Abstract

Soil spatial variability is a key point for the sustainable water management in agriculture. Fractal techniques provide proper tools to analyze soil spatial variability searching for statistical self-similarity patterns among different scales. Although they have been extensively applied to study the soil properties variability, its applicability for the soil water content (SWC) distribution is complicated because requires many data difficult to obtain with the typical point soil water sensors. Recently, a fiber optic distributed temperature sensor has been used to measure soil thermal properties which relate to SWC. These sensors provide large amount of data with high spatial and temporal resolution, thus filling the gap of point soil water sensors. In the present work, soil temperature was measured with a Distributed Temperature Sensing (DTS) and SWC was estimated by different fitting functions which have been studied with focus on spatial variability.Temperature was measured in a 133 m fiber optic cable laid in a sandy soil field plot.
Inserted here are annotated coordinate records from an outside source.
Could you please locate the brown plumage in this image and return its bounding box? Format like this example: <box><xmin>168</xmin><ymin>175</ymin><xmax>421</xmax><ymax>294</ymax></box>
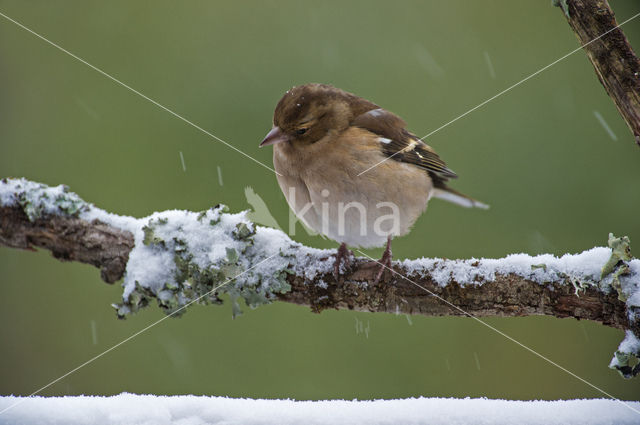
<box><xmin>260</xmin><ymin>84</ymin><xmax>486</xmax><ymax>280</ymax></box>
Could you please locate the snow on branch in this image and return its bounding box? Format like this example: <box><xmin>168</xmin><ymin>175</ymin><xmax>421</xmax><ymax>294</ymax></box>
<box><xmin>0</xmin><ymin>179</ymin><xmax>640</xmax><ymax>377</ymax></box>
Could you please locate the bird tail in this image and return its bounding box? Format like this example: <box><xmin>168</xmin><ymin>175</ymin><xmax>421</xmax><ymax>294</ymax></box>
<box><xmin>431</xmin><ymin>185</ymin><xmax>489</xmax><ymax>210</ymax></box>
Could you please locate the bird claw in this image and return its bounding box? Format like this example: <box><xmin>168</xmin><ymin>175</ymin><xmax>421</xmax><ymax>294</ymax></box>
<box><xmin>333</xmin><ymin>243</ymin><xmax>353</xmax><ymax>280</ymax></box>
<box><xmin>373</xmin><ymin>239</ymin><xmax>393</xmax><ymax>285</ymax></box>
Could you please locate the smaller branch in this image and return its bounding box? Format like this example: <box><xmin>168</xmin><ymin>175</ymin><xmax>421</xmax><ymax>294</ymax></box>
<box><xmin>555</xmin><ymin>0</ymin><xmax>640</xmax><ymax>146</ymax></box>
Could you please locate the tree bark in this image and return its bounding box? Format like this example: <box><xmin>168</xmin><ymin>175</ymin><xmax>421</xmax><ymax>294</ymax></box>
<box><xmin>0</xmin><ymin>205</ymin><xmax>640</xmax><ymax>334</ymax></box>
<box><xmin>556</xmin><ymin>0</ymin><xmax>640</xmax><ymax>146</ymax></box>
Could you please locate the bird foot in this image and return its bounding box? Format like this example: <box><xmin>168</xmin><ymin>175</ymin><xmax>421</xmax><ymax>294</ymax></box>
<box><xmin>373</xmin><ymin>239</ymin><xmax>393</xmax><ymax>285</ymax></box>
<box><xmin>333</xmin><ymin>243</ymin><xmax>353</xmax><ymax>280</ymax></box>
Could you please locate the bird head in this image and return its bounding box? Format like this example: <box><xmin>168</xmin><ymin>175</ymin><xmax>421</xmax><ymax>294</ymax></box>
<box><xmin>260</xmin><ymin>84</ymin><xmax>377</xmax><ymax>147</ymax></box>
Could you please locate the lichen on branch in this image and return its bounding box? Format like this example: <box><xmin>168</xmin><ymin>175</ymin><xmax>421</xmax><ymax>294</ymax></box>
<box><xmin>0</xmin><ymin>179</ymin><xmax>640</xmax><ymax>377</ymax></box>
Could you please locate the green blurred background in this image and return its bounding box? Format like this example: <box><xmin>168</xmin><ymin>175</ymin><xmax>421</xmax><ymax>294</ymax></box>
<box><xmin>0</xmin><ymin>0</ymin><xmax>640</xmax><ymax>400</ymax></box>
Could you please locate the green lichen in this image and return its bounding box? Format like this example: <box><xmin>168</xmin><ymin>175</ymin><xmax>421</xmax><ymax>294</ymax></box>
<box><xmin>115</xmin><ymin>206</ymin><xmax>292</xmax><ymax>318</ymax></box>
<box><xmin>142</xmin><ymin>218</ymin><xmax>168</xmax><ymax>246</ymax></box>
<box><xmin>551</xmin><ymin>0</ymin><xmax>570</xmax><ymax>19</ymax></box>
<box><xmin>7</xmin><ymin>180</ymin><xmax>91</xmax><ymax>221</ymax></box>
<box><xmin>600</xmin><ymin>233</ymin><xmax>633</xmax><ymax>302</ymax></box>
<box><xmin>610</xmin><ymin>351</ymin><xmax>640</xmax><ymax>379</ymax></box>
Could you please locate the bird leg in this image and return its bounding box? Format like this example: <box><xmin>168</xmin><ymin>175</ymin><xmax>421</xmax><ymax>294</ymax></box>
<box><xmin>373</xmin><ymin>235</ymin><xmax>393</xmax><ymax>285</ymax></box>
<box><xmin>333</xmin><ymin>243</ymin><xmax>353</xmax><ymax>280</ymax></box>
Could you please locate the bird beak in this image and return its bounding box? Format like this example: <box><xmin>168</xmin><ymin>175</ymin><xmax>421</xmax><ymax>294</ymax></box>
<box><xmin>260</xmin><ymin>126</ymin><xmax>288</xmax><ymax>147</ymax></box>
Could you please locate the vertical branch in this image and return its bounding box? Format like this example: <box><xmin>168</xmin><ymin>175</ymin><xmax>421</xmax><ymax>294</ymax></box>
<box><xmin>554</xmin><ymin>0</ymin><xmax>640</xmax><ymax>146</ymax></box>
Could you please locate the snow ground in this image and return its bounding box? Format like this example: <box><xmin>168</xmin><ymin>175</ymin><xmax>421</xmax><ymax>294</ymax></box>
<box><xmin>0</xmin><ymin>393</ymin><xmax>640</xmax><ymax>425</ymax></box>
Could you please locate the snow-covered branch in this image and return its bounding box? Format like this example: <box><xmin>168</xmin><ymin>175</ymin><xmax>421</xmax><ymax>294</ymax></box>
<box><xmin>0</xmin><ymin>179</ymin><xmax>640</xmax><ymax>377</ymax></box>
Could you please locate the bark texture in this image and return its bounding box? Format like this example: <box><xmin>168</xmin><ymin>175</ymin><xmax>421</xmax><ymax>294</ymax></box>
<box><xmin>0</xmin><ymin>206</ymin><xmax>640</xmax><ymax>334</ymax></box>
<box><xmin>0</xmin><ymin>206</ymin><xmax>134</xmax><ymax>283</ymax></box>
<box><xmin>558</xmin><ymin>0</ymin><xmax>640</xmax><ymax>146</ymax></box>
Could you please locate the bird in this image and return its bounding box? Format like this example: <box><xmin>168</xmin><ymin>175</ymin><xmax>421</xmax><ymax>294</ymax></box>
<box><xmin>259</xmin><ymin>83</ymin><xmax>488</xmax><ymax>283</ymax></box>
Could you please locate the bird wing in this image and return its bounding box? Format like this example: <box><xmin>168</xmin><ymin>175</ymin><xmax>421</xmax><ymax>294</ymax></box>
<box><xmin>351</xmin><ymin>108</ymin><xmax>458</xmax><ymax>181</ymax></box>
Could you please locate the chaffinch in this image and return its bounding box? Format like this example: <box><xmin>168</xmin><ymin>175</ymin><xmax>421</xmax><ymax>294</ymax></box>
<box><xmin>260</xmin><ymin>84</ymin><xmax>488</xmax><ymax>282</ymax></box>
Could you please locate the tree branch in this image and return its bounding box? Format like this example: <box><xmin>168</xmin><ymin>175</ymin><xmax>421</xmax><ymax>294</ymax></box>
<box><xmin>554</xmin><ymin>0</ymin><xmax>640</xmax><ymax>146</ymax></box>
<box><xmin>0</xmin><ymin>179</ymin><xmax>640</xmax><ymax>376</ymax></box>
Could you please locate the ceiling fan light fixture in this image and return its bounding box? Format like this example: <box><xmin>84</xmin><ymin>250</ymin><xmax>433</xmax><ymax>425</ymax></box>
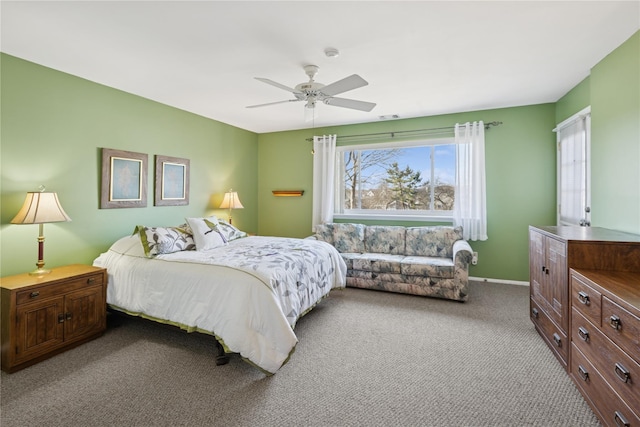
<box><xmin>324</xmin><ymin>47</ymin><xmax>340</xmax><ymax>58</ymax></box>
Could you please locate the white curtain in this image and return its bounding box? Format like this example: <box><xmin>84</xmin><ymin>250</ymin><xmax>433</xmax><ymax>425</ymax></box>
<box><xmin>311</xmin><ymin>135</ymin><xmax>336</xmax><ymax>231</ymax></box>
<box><xmin>453</xmin><ymin>121</ymin><xmax>487</xmax><ymax>240</ymax></box>
<box><xmin>554</xmin><ymin>109</ymin><xmax>591</xmax><ymax>226</ymax></box>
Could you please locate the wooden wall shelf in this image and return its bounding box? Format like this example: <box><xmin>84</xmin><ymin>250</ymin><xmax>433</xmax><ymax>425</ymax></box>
<box><xmin>272</xmin><ymin>190</ymin><xmax>304</xmax><ymax>197</ymax></box>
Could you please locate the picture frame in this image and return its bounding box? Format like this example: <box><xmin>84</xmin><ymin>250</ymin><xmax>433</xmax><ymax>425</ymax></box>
<box><xmin>100</xmin><ymin>148</ymin><xmax>149</xmax><ymax>209</ymax></box>
<box><xmin>154</xmin><ymin>155</ymin><xmax>190</xmax><ymax>206</ymax></box>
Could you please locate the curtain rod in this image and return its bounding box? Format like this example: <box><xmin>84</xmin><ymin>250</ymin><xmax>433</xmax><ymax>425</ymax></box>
<box><xmin>306</xmin><ymin>121</ymin><xmax>502</xmax><ymax>141</ymax></box>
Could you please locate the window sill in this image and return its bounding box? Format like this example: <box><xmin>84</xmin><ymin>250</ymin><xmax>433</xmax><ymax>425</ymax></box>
<box><xmin>333</xmin><ymin>214</ymin><xmax>453</xmax><ymax>224</ymax></box>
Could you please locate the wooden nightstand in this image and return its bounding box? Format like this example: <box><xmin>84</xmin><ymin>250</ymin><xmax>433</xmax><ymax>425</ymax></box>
<box><xmin>0</xmin><ymin>265</ymin><xmax>107</xmax><ymax>372</ymax></box>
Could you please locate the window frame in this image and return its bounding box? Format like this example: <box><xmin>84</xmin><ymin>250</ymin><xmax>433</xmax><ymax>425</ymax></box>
<box><xmin>333</xmin><ymin>136</ymin><xmax>458</xmax><ymax>223</ymax></box>
<box><xmin>554</xmin><ymin>106</ymin><xmax>591</xmax><ymax>227</ymax></box>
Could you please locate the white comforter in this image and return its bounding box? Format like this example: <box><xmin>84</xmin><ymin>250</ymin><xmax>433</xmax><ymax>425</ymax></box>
<box><xmin>94</xmin><ymin>235</ymin><xmax>346</xmax><ymax>373</ymax></box>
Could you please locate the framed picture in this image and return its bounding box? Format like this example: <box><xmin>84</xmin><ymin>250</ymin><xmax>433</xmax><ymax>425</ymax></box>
<box><xmin>154</xmin><ymin>155</ymin><xmax>189</xmax><ymax>206</ymax></box>
<box><xmin>100</xmin><ymin>148</ymin><xmax>149</xmax><ymax>209</ymax></box>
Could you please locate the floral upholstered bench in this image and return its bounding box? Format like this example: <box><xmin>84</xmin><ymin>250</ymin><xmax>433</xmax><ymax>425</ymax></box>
<box><xmin>312</xmin><ymin>223</ymin><xmax>473</xmax><ymax>301</ymax></box>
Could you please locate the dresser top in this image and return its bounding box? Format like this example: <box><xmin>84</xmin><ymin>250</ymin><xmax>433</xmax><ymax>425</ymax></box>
<box><xmin>529</xmin><ymin>225</ymin><xmax>640</xmax><ymax>243</ymax></box>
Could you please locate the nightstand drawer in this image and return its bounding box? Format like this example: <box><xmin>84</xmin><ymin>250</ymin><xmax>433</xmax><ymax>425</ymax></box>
<box><xmin>16</xmin><ymin>273</ymin><xmax>104</xmax><ymax>305</ymax></box>
<box><xmin>0</xmin><ymin>264</ymin><xmax>107</xmax><ymax>373</ymax></box>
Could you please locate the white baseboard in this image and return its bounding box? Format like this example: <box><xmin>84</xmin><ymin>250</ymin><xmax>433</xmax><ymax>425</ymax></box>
<box><xmin>469</xmin><ymin>277</ymin><xmax>529</xmax><ymax>286</ymax></box>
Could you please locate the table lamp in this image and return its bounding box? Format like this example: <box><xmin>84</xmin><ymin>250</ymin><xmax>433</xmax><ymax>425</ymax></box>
<box><xmin>220</xmin><ymin>189</ymin><xmax>244</xmax><ymax>224</ymax></box>
<box><xmin>11</xmin><ymin>188</ymin><xmax>71</xmax><ymax>276</ymax></box>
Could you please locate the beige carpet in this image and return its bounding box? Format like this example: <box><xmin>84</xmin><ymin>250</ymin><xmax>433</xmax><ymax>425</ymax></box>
<box><xmin>0</xmin><ymin>283</ymin><xmax>599</xmax><ymax>427</ymax></box>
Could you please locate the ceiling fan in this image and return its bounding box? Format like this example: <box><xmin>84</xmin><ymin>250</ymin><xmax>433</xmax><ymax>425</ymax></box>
<box><xmin>247</xmin><ymin>65</ymin><xmax>376</xmax><ymax>112</ymax></box>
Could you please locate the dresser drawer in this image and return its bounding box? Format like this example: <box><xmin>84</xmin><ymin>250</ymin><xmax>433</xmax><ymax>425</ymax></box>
<box><xmin>570</xmin><ymin>345</ymin><xmax>640</xmax><ymax>427</ymax></box>
<box><xmin>531</xmin><ymin>298</ymin><xmax>569</xmax><ymax>367</ymax></box>
<box><xmin>16</xmin><ymin>273</ymin><xmax>103</xmax><ymax>305</ymax></box>
<box><xmin>602</xmin><ymin>296</ymin><xmax>640</xmax><ymax>362</ymax></box>
<box><xmin>571</xmin><ymin>308</ymin><xmax>640</xmax><ymax>411</ymax></box>
<box><xmin>571</xmin><ymin>272</ymin><xmax>602</xmax><ymax>325</ymax></box>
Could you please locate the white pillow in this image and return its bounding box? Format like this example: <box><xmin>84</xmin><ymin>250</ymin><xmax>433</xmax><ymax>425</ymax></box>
<box><xmin>185</xmin><ymin>216</ymin><xmax>227</xmax><ymax>251</ymax></box>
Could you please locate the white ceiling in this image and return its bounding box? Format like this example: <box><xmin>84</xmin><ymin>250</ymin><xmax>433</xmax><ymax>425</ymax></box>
<box><xmin>0</xmin><ymin>0</ymin><xmax>640</xmax><ymax>133</ymax></box>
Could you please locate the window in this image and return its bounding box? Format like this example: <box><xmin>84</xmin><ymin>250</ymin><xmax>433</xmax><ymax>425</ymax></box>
<box><xmin>554</xmin><ymin>107</ymin><xmax>591</xmax><ymax>226</ymax></box>
<box><xmin>334</xmin><ymin>138</ymin><xmax>456</xmax><ymax>220</ymax></box>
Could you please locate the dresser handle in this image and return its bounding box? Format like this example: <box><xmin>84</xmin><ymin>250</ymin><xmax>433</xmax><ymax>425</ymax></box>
<box><xmin>609</xmin><ymin>314</ymin><xmax>622</xmax><ymax>329</ymax></box>
<box><xmin>578</xmin><ymin>291</ymin><xmax>590</xmax><ymax>305</ymax></box>
<box><xmin>613</xmin><ymin>411</ymin><xmax>631</xmax><ymax>427</ymax></box>
<box><xmin>578</xmin><ymin>326</ymin><xmax>589</xmax><ymax>341</ymax></box>
<box><xmin>578</xmin><ymin>365</ymin><xmax>589</xmax><ymax>381</ymax></box>
<box><xmin>613</xmin><ymin>363</ymin><xmax>631</xmax><ymax>383</ymax></box>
A The Active Heat Fiber Optic (AHFO) method was used, with 12 cm sampling resolution, and heat pulses (19,4 W/m during 2 min) were applied. The temperature data were correlated to SWC, considering the integration of temperature during the heat pulse Tcum, and then the datasets Tcum-SWC were fitted to the best fit statistical function (exponential, potential and polynomial). The results showed that the Tcum distribution presented a non-Gaussian pattern. Additionally, highly anti-persistent patterns have been detected for the larger spatial scaling lags. The function`s performance was different thus, the exponential function reproduced better the absolute moments of the temperature profile but it failed reproducing the non-Gaussian behavior.